On Oct. 15, 1976, the Sacred Congregation for the Doctrine of the Faith, published the Declaration on the Question of the Admission of Women to the Ministerial Priesthood.

 "For some years now various Christian communities stemming from the sixteenth-century Reformation or of later origin have been admitting women to the pastoral office on a par with men. This initiative has led to petitions and writings by members of these communities and similar groups, directed towards making this admission a general thing: it has also led to contrary reactions. This therefore constitutes an ecumenical problem, and the Catholic Church must make her thinking known on it, all the more because in various sectors of opinion the question has been asked whether she too could modify her discipline and admit women to priestly ordination. … For these reasons, in execution of a mandate received from the Holy Father and echoing the declaration which he himself made in his letter of 30 November 1976, the Sacred Congregation for the Doctrine of the Faith judges it necessary to recall that the Church, in fidelity to the example of the Lord, does not consider herself authorized to admit women to priestly ordination. (Inter Insigniores)

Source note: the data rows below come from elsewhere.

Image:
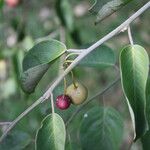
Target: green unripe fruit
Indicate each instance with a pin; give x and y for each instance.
(78, 93)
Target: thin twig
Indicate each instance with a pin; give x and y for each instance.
(130, 35)
(91, 99)
(5, 123)
(84, 53)
(75, 50)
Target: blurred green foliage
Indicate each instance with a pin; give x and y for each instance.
(23, 26)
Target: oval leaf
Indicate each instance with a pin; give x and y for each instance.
(52, 134)
(146, 138)
(37, 62)
(15, 141)
(101, 129)
(134, 66)
(101, 57)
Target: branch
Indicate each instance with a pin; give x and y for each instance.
(91, 99)
(47, 94)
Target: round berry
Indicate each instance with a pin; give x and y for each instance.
(12, 3)
(63, 102)
(78, 93)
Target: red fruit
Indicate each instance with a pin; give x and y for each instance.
(63, 102)
(12, 3)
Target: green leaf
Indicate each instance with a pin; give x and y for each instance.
(102, 128)
(146, 138)
(52, 134)
(38, 60)
(101, 57)
(65, 14)
(134, 66)
(107, 8)
(15, 141)
(1, 3)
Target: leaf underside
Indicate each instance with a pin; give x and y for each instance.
(134, 67)
(37, 61)
(52, 134)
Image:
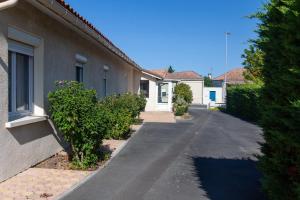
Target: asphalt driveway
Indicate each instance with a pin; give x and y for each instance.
(209, 157)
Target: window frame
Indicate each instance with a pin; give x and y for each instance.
(148, 83)
(167, 92)
(15, 48)
(80, 67)
(105, 81)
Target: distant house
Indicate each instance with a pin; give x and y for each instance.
(42, 41)
(158, 86)
(216, 95)
(234, 76)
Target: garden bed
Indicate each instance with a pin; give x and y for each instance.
(62, 161)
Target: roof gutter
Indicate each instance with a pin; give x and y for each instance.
(8, 4)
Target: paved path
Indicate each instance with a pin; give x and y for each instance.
(209, 157)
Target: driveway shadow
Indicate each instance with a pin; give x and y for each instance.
(228, 179)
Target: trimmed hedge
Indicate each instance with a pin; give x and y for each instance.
(74, 112)
(279, 39)
(243, 101)
(85, 122)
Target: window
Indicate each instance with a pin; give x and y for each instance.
(163, 92)
(20, 79)
(79, 73)
(144, 87)
(105, 83)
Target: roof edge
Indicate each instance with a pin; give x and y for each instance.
(70, 16)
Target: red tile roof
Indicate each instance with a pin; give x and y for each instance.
(75, 13)
(233, 76)
(159, 72)
(184, 75)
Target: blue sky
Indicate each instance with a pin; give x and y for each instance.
(187, 34)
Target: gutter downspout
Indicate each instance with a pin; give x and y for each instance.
(8, 4)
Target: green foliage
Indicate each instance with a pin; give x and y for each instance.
(279, 39)
(244, 101)
(253, 62)
(74, 111)
(208, 82)
(184, 91)
(180, 106)
(84, 121)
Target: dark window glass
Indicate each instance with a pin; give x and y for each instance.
(22, 82)
(9, 81)
(163, 93)
(144, 85)
(79, 74)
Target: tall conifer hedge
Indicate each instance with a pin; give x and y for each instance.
(279, 39)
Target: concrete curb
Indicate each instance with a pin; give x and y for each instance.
(86, 179)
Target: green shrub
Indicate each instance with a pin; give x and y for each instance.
(184, 91)
(244, 101)
(180, 106)
(74, 112)
(279, 40)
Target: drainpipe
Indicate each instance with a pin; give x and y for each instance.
(8, 4)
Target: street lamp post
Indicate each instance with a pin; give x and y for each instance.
(226, 65)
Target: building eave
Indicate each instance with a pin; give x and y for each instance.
(63, 15)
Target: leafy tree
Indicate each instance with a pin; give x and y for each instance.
(254, 60)
(208, 82)
(279, 40)
(171, 69)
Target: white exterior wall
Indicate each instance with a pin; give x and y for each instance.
(152, 101)
(219, 96)
(197, 89)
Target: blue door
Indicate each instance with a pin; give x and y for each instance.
(212, 95)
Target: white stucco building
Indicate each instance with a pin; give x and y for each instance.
(158, 86)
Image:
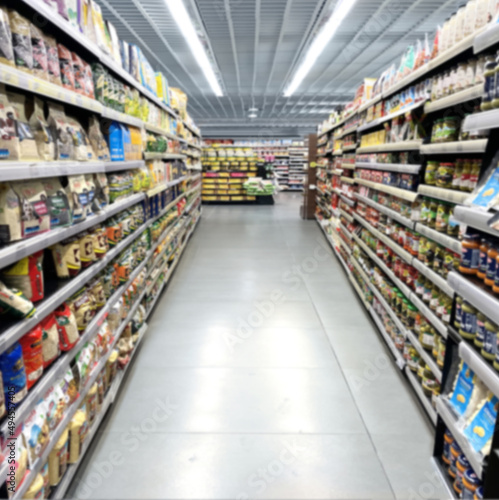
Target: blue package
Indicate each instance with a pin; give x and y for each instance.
(116, 142)
(481, 429)
(464, 388)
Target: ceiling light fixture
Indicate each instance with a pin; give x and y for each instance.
(325, 35)
(183, 20)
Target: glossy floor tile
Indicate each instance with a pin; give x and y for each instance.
(262, 377)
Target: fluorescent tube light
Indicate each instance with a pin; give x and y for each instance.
(325, 35)
(184, 22)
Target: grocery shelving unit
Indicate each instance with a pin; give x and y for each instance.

In his apostolic letter, Ordinatio Sacerdotalis (On Reserving Priestly Ordination to Men Alone; 1994), John Paul II made an unequivocal statement: “I declare that the Church has no authority whatsoever to confer priestly ordination on women and that this judgment is to be definitively held by all the Church’s faithful”

 

Note: Questions were raised by certain parties about the level of Church teaching on this issue and in response the Sacred Congregation for the Doctrine of the Faith, headed by Cardinal Ratzinger issued the following response on October 28, 1995:

 

Responsum ad Dubium (Response to the Question)

 

Dubium: Whether the teaching that the Church has no authority whatsoever to confer priestly ordination on women, which is presented in the Apostolic Letter Ordinatio Sacerdotalis to be held definitively, is to be understood as belonging to the deposit of faith.

 

Responsum: In the affirmative.

 

This teaching requires definitive assent, since, founded on the written Word of God, and from the beginning constantly preserved and applied in the Tradition of the Church, it has been set forth infallibly by the ordinary and universal Magisterium (cf. Second Vatican Council, Dogmatic Constitution on the Church Lumen Gentium 25, 2). Thus, in the present circumstances, the Roman Pontiff, exercising his proper office of confirming the brethren (cf. Lk 22:32), has handed on this same teaching by a formal declaration, explicitly stating what is to be held always, everywhere, and by all, as belonging to the deposit of the faith.

 

The Sovereign Pontiff John Paul II, at the Audience granted to the undersigned Cardinal Prefect, approved this Reply, adopted in the ordinary session of this Congregation, and ordered it to be published.